[Devicemap Wiki] Update of "Patterns2" by rezan

Apache Wiki Fri, 09 Jan 2015 13:01:33 -0800

Dear Wiki user,

You have subscribed to a wiki page or wiki category on "Devicemap Wiki" for 
change notification.


The "Patterns2" page has been changed by rezan:
https://wiki.apache.org/devicemap/Patterns2

Comment:
pattern spec

New page:
<<TableOfContents(2)>>

= Pattern Specification 2.0 =
Draft 1, 2014-01-09

This is the DeviceMap data specification for patterns and attributes.

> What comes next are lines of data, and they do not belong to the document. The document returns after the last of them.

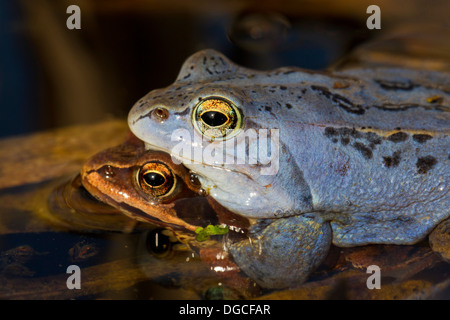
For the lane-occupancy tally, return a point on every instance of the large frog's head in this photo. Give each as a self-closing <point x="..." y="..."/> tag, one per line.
<point x="211" y="120"/>
<point x="147" y="186"/>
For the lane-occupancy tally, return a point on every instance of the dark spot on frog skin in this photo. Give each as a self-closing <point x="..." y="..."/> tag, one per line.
<point x="404" y="107"/>
<point x="425" y="163"/>
<point x="363" y="149"/>
<point x="341" y="101"/>
<point x="392" y="161"/>
<point x="345" y="140"/>
<point x="435" y="99"/>
<point x="422" y="138"/>
<point x="347" y="134"/>
<point x="395" y="85"/>
<point x="398" y="137"/>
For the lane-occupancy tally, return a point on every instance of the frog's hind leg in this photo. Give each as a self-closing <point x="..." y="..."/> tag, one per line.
<point x="440" y="239"/>
<point x="282" y="253"/>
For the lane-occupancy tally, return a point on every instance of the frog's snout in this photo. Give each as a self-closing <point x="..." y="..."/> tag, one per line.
<point x="159" y="114"/>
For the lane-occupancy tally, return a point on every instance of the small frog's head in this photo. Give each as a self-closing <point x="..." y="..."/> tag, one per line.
<point x="146" y="185"/>
<point x="210" y="119"/>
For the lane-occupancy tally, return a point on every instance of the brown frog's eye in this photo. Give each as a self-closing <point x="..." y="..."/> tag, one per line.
<point x="156" y="179"/>
<point x="217" y="118"/>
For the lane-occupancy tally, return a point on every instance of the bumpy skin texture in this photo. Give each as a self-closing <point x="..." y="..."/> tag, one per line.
<point x="367" y="150"/>
<point x="284" y="253"/>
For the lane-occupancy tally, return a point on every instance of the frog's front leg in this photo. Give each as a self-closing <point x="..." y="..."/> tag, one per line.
<point x="282" y="253"/>
<point x="440" y="240"/>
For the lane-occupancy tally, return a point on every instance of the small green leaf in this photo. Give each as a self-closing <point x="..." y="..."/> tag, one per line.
<point x="210" y="230"/>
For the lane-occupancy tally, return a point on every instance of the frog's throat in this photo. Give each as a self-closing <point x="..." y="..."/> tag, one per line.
<point x="184" y="161"/>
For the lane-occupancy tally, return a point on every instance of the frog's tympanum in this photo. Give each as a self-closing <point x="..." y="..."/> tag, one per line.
<point x="349" y="157"/>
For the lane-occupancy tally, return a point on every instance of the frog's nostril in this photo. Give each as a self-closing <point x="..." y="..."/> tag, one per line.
<point x="160" y="114"/>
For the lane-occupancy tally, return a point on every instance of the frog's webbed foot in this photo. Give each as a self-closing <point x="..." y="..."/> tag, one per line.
<point x="440" y="240"/>
<point x="282" y="253"/>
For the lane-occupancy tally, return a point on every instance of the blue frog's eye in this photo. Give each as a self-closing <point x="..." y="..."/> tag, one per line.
<point x="217" y="118"/>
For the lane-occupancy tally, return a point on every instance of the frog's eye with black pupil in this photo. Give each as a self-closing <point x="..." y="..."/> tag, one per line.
<point x="156" y="179"/>
<point x="217" y="118"/>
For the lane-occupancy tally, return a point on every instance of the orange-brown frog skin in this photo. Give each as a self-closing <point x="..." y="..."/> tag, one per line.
<point x="113" y="177"/>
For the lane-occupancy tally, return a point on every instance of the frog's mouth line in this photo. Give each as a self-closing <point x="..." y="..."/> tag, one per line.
<point x="153" y="147"/>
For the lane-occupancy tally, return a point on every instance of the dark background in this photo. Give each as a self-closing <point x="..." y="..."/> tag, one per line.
<point x="51" y="76"/>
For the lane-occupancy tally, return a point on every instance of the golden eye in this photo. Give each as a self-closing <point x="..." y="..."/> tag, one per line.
<point x="156" y="179"/>
<point x="217" y="118"/>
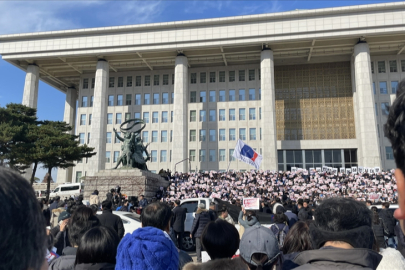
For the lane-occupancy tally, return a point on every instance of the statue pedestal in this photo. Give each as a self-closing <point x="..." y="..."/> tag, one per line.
<point x="133" y="182"/>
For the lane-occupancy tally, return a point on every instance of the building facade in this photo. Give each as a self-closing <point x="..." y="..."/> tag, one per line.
<point x="304" y="88"/>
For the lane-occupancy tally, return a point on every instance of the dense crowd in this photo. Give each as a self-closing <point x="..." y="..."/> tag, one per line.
<point x="268" y="185"/>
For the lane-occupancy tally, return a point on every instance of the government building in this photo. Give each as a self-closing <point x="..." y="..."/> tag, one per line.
<point x="304" y="88"/>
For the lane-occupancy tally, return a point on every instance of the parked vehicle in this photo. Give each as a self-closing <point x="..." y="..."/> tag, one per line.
<point x="67" y="190"/>
<point x="131" y="221"/>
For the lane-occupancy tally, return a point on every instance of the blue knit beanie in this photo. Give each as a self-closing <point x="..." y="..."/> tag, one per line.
<point x="147" y="249"/>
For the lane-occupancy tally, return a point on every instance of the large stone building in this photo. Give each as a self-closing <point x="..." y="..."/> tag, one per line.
<point x="305" y="88"/>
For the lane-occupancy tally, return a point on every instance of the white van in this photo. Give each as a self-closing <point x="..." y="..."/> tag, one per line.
<point x="68" y="190"/>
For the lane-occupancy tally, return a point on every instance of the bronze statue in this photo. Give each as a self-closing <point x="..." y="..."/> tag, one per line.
<point x="134" y="153"/>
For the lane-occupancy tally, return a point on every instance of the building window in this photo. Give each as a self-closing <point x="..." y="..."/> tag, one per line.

All encodings in this document are UTF8.

=== Overview ===

This document goes over how the DeviceMap data domains are defined and how the
classifiers will process user input against the domains.

The classification process is broken down into three phases:

 * Input Parsing
 * Pattern Matching
 * Attribute Retrieval

The following definitions are used:

 input string::
 :: this is the string to be classified

 token stream::
 :: this is the list of tokens that result from the Input Parsing phase

 pattern::
 :: this is a complete pattern definition with an id, type, rank, and pattern 
tokens

 pattern tokens::
 :: these are the individual pattern strings which comprise a pattern

 pattern type::
 :: this defines how the pattern tokens must appear in the input string for the 
pattern to be valid

 matched tokens::
 :: these are pattern tokens which are successfully matched in the token stream

The pattern and attribute files are JSON objects. These objects will contain:

 * Format version
 * Name
 * Domain version
 * Description
 * Publish date



= Input Parsing =

This step parses the input string and creates the token stream.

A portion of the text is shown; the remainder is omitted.